Monday, April 29, 2013

PERSONS of PINTEREST

Cristina Anselmo and Mike Ryan in The Lovers.
 JTC/SSC co-production an actors showcase


For the final offering of its 2012/2013 season, Jewel Theatre Company teams up with Shakespeare Santa Cruz to present an evening of two one-act plays by Harold Pinter. With popular performers Paul Whitworth, Mike Ryan and JTC Artistic Director Julie James onstage, and James and SSC Artistic Director Marco Barricelli handling directing duties, that's a lot of bang for the buck on the tiny Center Stage.

JTC continues to earn its reputation for presenting challenging, often unorthodox live theatre in the heart of downtown Santa Cruz, and the Pinter plays are no exception.  First up, The Lovers, is more overtly "Pinteresque," a snapshot of marital gamesmanship with a wry, acerbic edge. Its companion piece, One For the Road, is something completely different, a cold-blooded portrait of a political torturer.

What these tense, compact pieces have in common are the dishy roles they provide for the talent onstage.

Mike Ryan and Cristina Anselmo are both terrific in The Lovers.
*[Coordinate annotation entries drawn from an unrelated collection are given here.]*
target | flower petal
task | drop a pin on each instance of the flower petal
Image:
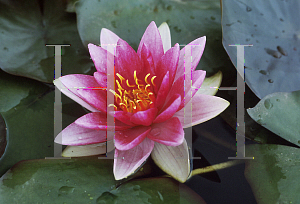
(147, 60)
(165, 34)
(211, 84)
(168, 62)
(170, 108)
(99, 57)
(152, 39)
(88, 150)
(162, 92)
(98, 121)
(95, 96)
(144, 117)
(204, 107)
(126, 162)
(169, 133)
(108, 38)
(122, 116)
(198, 77)
(197, 49)
(127, 139)
(101, 79)
(173, 160)
(127, 61)
(73, 95)
(76, 135)
(178, 87)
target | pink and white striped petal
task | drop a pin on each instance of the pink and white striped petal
(195, 52)
(169, 133)
(204, 107)
(76, 135)
(88, 150)
(165, 34)
(98, 121)
(126, 162)
(76, 97)
(127, 139)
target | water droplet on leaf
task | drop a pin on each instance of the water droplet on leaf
(65, 190)
(106, 198)
(268, 104)
(281, 50)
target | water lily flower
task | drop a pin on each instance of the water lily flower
(149, 101)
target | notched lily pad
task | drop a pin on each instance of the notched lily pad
(26, 27)
(280, 113)
(272, 27)
(85, 180)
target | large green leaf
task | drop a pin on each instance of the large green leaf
(85, 180)
(280, 113)
(272, 27)
(25, 29)
(188, 20)
(274, 173)
(27, 107)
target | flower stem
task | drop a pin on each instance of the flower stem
(216, 167)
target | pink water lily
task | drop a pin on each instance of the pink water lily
(149, 101)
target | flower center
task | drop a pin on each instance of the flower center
(137, 97)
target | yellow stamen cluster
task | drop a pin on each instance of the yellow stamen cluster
(136, 97)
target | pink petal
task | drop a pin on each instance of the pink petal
(204, 107)
(122, 116)
(95, 96)
(152, 39)
(147, 60)
(165, 34)
(168, 62)
(162, 92)
(172, 160)
(127, 139)
(170, 108)
(126, 162)
(76, 83)
(144, 117)
(178, 87)
(98, 121)
(72, 95)
(99, 57)
(101, 79)
(76, 135)
(127, 61)
(108, 38)
(197, 49)
(198, 77)
(169, 133)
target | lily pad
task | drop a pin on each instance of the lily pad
(26, 28)
(272, 27)
(274, 173)
(280, 113)
(85, 180)
(27, 107)
(187, 20)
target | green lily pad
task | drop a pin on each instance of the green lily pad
(187, 20)
(274, 173)
(85, 180)
(272, 27)
(280, 113)
(26, 28)
(27, 107)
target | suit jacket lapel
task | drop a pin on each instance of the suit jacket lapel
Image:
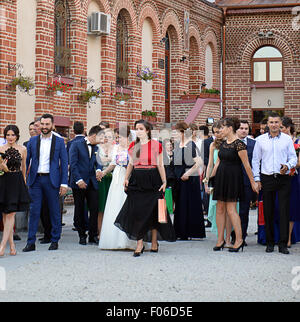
(38, 146)
(52, 147)
(86, 147)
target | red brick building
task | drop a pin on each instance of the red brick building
(261, 58)
(185, 42)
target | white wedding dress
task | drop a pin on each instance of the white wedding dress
(112, 237)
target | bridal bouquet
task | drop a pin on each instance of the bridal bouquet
(297, 148)
(294, 171)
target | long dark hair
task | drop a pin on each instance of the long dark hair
(13, 128)
(137, 145)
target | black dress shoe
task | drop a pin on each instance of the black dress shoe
(137, 254)
(53, 246)
(45, 241)
(29, 248)
(283, 250)
(93, 240)
(17, 237)
(82, 240)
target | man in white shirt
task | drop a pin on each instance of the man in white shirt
(273, 157)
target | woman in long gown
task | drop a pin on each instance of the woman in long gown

Button-down, bowler-hatted Richard leaves for his financial job in the City (ie: London) every morning after exchanging a few caustic remarks with stay-at-home wife, Sarah, about the "lover" she will be entertaining in his absence and the "whore" he will visit on his way home.
Paul Whitworth and Mike Ryan in One For the Road.

Their comments are so arch, the audience thinks it's all just talk—until we drop in on each of them later in the day and see what sort of shenanigans each is getting up to. Julie James directs the piece as a brisk fugue on marriage, sex, and identity, with a couple of nifty surprises, played out with wit and brio by Anselmo and Ryan.
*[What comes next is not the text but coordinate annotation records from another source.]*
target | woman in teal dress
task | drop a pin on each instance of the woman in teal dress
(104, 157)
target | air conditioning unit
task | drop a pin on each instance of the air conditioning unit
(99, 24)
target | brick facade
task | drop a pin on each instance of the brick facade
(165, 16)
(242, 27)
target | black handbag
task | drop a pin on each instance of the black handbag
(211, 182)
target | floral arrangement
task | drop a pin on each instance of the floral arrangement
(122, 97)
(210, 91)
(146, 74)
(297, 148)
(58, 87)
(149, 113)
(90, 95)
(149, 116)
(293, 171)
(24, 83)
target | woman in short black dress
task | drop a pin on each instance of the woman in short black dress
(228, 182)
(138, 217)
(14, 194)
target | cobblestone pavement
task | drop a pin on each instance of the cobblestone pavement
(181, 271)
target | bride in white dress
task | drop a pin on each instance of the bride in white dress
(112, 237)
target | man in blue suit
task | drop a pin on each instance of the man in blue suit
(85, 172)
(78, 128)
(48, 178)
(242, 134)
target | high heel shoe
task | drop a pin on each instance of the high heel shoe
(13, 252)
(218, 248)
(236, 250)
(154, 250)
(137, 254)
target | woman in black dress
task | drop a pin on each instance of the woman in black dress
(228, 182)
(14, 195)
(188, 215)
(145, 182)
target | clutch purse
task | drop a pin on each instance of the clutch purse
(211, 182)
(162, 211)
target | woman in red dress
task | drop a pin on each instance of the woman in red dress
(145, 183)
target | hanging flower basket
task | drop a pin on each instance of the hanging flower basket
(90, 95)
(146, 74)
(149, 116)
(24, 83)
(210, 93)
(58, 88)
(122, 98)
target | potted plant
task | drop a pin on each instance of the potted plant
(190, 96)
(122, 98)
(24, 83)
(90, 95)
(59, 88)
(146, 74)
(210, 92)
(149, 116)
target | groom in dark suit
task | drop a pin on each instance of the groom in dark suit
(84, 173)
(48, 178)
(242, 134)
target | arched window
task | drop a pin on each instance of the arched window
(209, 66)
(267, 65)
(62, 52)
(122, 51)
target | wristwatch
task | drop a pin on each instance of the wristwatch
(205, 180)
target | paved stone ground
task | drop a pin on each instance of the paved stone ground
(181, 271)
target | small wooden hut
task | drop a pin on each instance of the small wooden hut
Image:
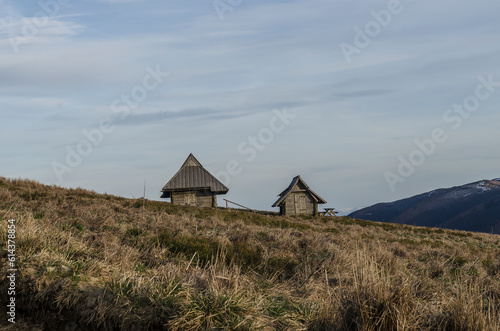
(298, 198)
(193, 185)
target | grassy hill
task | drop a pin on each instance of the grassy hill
(99, 262)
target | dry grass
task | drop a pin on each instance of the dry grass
(96, 262)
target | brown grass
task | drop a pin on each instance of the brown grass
(97, 262)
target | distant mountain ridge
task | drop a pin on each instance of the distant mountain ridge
(470, 207)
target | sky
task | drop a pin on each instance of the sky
(369, 101)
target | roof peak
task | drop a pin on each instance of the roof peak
(191, 161)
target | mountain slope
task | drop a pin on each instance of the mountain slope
(88, 261)
(470, 207)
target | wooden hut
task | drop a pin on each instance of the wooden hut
(298, 198)
(193, 185)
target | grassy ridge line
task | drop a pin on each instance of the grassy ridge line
(102, 262)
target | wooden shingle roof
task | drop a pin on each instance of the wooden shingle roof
(192, 176)
(297, 184)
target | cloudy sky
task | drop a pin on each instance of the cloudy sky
(107, 95)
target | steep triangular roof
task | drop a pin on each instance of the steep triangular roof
(296, 184)
(193, 176)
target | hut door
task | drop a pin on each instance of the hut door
(189, 198)
(300, 204)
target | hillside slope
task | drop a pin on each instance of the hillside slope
(470, 207)
(98, 262)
A bit less user-friendly is One For The Road, directed by Marco Barricelli. It's set in an interrogation chamber in an unnamed place or time, where victims of severe political torture are ushered in to meet with the man running the show, Nicolas (Paul Whitworth). There's not much of a story (beyond man's capacity for inhumanity), and the piece is less a drama with a resolution than a character study.
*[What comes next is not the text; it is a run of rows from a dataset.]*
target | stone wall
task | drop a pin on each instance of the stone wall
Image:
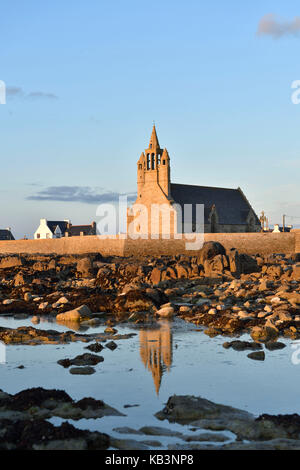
(251, 243)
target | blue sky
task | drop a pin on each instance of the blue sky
(86, 80)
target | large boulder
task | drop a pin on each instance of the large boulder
(74, 315)
(210, 250)
(248, 264)
(85, 267)
(10, 262)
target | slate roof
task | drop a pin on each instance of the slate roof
(6, 235)
(53, 224)
(75, 230)
(231, 205)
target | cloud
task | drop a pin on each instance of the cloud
(14, 91)
(42, 95)
(270, 25)
(18, 92)
(82, 194)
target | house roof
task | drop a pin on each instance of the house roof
(6, 235)
(75, 230)
(53, 224)
(231, 205)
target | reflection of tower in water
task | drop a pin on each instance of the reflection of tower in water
(156, 351)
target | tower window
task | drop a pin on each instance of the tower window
(152, 161)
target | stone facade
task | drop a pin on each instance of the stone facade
(161, 207)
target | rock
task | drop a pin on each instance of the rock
(257, 356)
(248, 264)
(111, 331)
(21, 316)
(212, 311)
(19, 280)
(35, 319)
(210, 250)
(43, 305)
(85, 267)
(166, 312)
(135, 301)
(82, 370)
(8, 301)
(242, 345)
(75, 315)
(234, 262)
(156, 276)
(86, 359)
(184, 309)
(27, 296)
(274, 345)
(264, 333)
(128, 444)
(95, 347)
(10, 262)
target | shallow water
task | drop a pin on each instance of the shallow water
(147, 369)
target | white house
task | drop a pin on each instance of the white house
(51, 229)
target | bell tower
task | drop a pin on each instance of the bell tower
(153, 168)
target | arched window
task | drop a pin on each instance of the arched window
(152, 161)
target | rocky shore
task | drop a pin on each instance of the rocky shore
(223, 293)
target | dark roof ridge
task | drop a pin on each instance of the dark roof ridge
(200, 186)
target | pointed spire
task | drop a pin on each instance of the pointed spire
(154, 144)
(142, 157)
(165, 154)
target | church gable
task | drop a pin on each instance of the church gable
(224, 209)
(231, 207)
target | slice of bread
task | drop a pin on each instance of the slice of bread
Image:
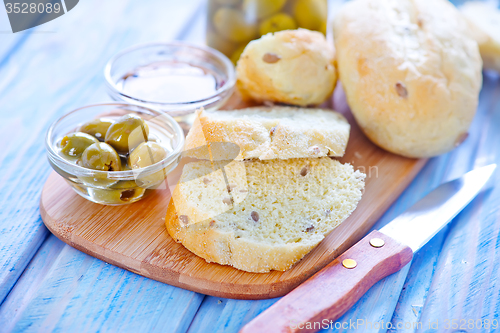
(259, 216)
(267, 133)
But it's a great role for Whitworth, who excels at this kind of prowling menace thinly veiled as unctuous bonhomie. Ryan and James appear briefly as two of his victims, along with talented young Diego Hammana, a student at Mar Vista Elementary making his professional theater debut.

Also making her JTC debut is veteran SSC costume designer B. Modern. (I especially liked the navy blue dress with faux bolero top Sarah zips herself into for her tryst in The Lovers.) And as always, Ron Gasparinetti's thoughtful sets make maximum use of that most intimate Center Stage space.